New York Sen. Chuck Schumer shows off a picture of a 3D printed gun in 2013 (Photo: NY Daily News)

New York Sen. Chuck Schumer shows off a picture of a 3D printed gun in 2013 (Photo: NY Daily News)

Senate Democrats on Monday introduced a bill that would mandate all 3D printed guns have at least one primary component made from metal.

The bill, S 533, would update the 25-year-old Undetectable Firearms Act, which requires all firearms to be detectable by a metal detector, by requiring at least one main component such as the frame or barrel be made of metal. Current regulations require a gun to contain at least 3.7 ounces of steel so they can be discovered by a metal detector, but the sponsors of the expansion argue the metal part, if unneeded, can be thrown out leaving a gun to be operable– and undetected– without it.
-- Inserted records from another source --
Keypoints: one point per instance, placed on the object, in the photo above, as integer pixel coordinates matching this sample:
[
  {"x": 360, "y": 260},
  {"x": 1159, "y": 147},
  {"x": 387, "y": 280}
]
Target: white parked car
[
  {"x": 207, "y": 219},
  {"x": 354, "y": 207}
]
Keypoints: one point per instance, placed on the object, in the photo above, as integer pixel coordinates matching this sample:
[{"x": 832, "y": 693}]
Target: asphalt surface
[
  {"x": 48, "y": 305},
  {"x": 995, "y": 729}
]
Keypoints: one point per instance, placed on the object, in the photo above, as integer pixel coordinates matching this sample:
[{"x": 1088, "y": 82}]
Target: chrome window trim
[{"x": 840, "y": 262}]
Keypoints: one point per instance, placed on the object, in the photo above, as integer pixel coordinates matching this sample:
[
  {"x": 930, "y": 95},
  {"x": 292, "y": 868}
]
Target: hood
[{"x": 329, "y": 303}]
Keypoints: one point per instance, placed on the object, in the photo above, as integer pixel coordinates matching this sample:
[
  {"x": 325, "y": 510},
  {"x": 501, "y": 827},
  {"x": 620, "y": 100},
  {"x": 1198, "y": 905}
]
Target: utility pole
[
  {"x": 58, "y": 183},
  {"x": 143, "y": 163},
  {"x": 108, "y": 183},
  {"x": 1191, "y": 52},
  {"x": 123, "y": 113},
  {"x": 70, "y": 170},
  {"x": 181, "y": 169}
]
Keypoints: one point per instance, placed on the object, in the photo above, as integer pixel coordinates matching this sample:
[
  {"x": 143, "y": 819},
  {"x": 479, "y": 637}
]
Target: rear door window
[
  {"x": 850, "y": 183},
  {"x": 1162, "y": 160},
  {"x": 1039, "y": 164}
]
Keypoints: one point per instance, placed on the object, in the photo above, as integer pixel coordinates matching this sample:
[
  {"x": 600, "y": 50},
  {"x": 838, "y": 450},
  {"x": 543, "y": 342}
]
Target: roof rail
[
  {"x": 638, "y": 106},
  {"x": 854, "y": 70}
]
“Thanks to advances in technology, anyone with a 3-D printer can simply print a fully-functioning firearm that can be snuck through a metal detector without being noticed,” said U.S. Sen. Bill Nelson, D-Fla. “Congress acted in 2013 to ban these guns, but a loophole in the law allows people to attach a removable piece of metal to get around that law. These guns pose a real threat to our safety and we need to be doing everything we can to keep them off the streets and out of the hands of those who wish to do harm.”

Nelson’s proposal, backed by nine prominent Democrats including Charles Schumer, Ed Markey, and Dianne Feinstein, would expand the recently renewed Undetectable Firearms Act to mandate that the slide or cylinder or frame or receiver of a handgun be made of a steel. Shotguns and rifles would have to have a steel barrel.

Supporters cite an incident last August in which Transportation Security Administration screeners at the Reno airport discovered a loaded .22-caliber revolver at the security gate whose main components were apparently all 3D printed.

This is not the first time Nelson and Schumer have tried to expand the current law. When the UFA was renewed in 2013 for another decade, they unsuccessfully tried to amend its language to expand coverage of 3D firearms. In 2015, Democrats backed a standalone effort that never made it out of committee.

The measure has been referred to the Senate Committee on the Judiciary.